The advice wasn’t limited to young riders or young horses. Amateur Nan Meek went home excited to apply exercises given to David Blake’s spectacularly high-stepping 7-year-old to her 25-year-old schoolmaster. The long-side exercise of alternating half-pass and shoulder-in was suggested to help prepare David’s Oldenberg mare, Heide Spirit, for pirouette, but Nan felt it would also help her veteran improve all his gaits and movements by getting his hind leg properly underneath him, creating more push and building hindquarter strength.

“I love that Carl puts different movements into an exercise that helps you solve a problem. We all have similar problems with rhythm, submission, activity of the hind end, etc. He’s addressing the fundamentals of training and not papering over any of the cracks.”

Sarah Tubman, who exclaimed about “riding with God” on receiving her clinic invite, was excited not just because of Carl’s fame, but for his ability to bring along so many young horses.

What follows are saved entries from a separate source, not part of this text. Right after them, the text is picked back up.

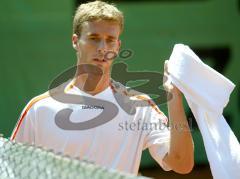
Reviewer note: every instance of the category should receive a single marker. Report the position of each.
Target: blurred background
(35, 46)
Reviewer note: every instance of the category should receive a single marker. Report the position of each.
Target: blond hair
(96, 10)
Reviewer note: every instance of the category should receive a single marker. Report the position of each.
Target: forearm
(181, 152)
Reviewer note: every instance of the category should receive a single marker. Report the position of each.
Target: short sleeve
(157, 139)
(24, 130)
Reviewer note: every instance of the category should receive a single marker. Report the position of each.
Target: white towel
(207, 93)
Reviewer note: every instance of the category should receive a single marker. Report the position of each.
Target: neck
(92, 83)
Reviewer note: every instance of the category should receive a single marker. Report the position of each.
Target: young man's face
(98, 43)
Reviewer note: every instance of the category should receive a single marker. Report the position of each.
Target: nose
(102, 48)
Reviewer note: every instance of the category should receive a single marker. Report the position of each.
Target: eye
(94, 38)
(111, 40)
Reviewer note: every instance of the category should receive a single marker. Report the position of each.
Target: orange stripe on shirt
(32, 102)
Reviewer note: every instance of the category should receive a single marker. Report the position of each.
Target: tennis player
(72, 126)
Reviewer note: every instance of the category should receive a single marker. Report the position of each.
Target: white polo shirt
(116, 143)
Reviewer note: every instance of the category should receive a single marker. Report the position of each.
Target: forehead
(101, 27)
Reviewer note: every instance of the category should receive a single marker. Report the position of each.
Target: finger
(166, 66)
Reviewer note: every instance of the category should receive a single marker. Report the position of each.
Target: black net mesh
(22, 161)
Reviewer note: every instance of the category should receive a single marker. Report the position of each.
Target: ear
(75, 41)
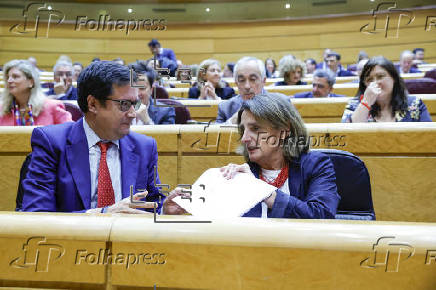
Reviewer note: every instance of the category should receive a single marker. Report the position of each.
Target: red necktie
(105, 191)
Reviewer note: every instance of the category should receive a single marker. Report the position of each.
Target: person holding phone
(63, 88)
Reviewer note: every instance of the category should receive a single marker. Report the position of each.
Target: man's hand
(233, 119)
(60, 87)
(208, 92)
(229, 171)
(142, 114)
(170, 207)
(125, 206)
(270, 200)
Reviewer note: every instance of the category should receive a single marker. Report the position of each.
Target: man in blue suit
(90, 165)
(148, 113)
(165, 56)
(63, 87)
(333, 63)
(322, 85)
(250, 77)
(406, 63)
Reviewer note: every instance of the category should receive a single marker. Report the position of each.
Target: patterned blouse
(416, 111)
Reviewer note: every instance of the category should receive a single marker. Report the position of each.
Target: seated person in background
(119, 60)
(322, 85)
(148, 113)
(333, 64)
(63, 76)
(310, 65)
(165, 56)
(77, 69)
(250, 78)
(382, 97)
(362, 56)
(23, 103)
(228, 70)
(292, 70)
(323, 64)
(270, 68)
(419, 56)
(90, 165)
(406, 63)
(305, 180)
(209, 85)
(360, 66)
(33, 61)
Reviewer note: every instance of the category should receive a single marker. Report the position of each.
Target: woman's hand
(170, 207)
(231, 169)
(371, 93)
(208, 92)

Sarah’s session was with her own young horse, Dehavilland, a 6-year-old she’s brought along since the age of 3. ©Kim F. Miller

Sarah Tubman was the rider who exclaimed about “riding with God” on receiving her clinic invite. Her excitement was not just because of Carl’s fame, but for his ability to bring along so many young horses. Sarah’s session was with her own young horse, Dehavilland, a 6-year-old she’s brought along since the age of 3. She said her session was “awesome,” but not because Carl imparted any God-like miracles. “I think we were all waiting with baited breath to see if he had some magic potion for making it all work,” Sarah reflected. “Instead, it was great for everybody, including my clients, to see that he has made so many top horses and riders from the basics. He definitely has his own way, but he always held true to the fact that it’s all about the basics and the foundation. Unfortunately, there are no quick fixes.”

This article first appeared in the July 2017 issue of Dressage Today magazine.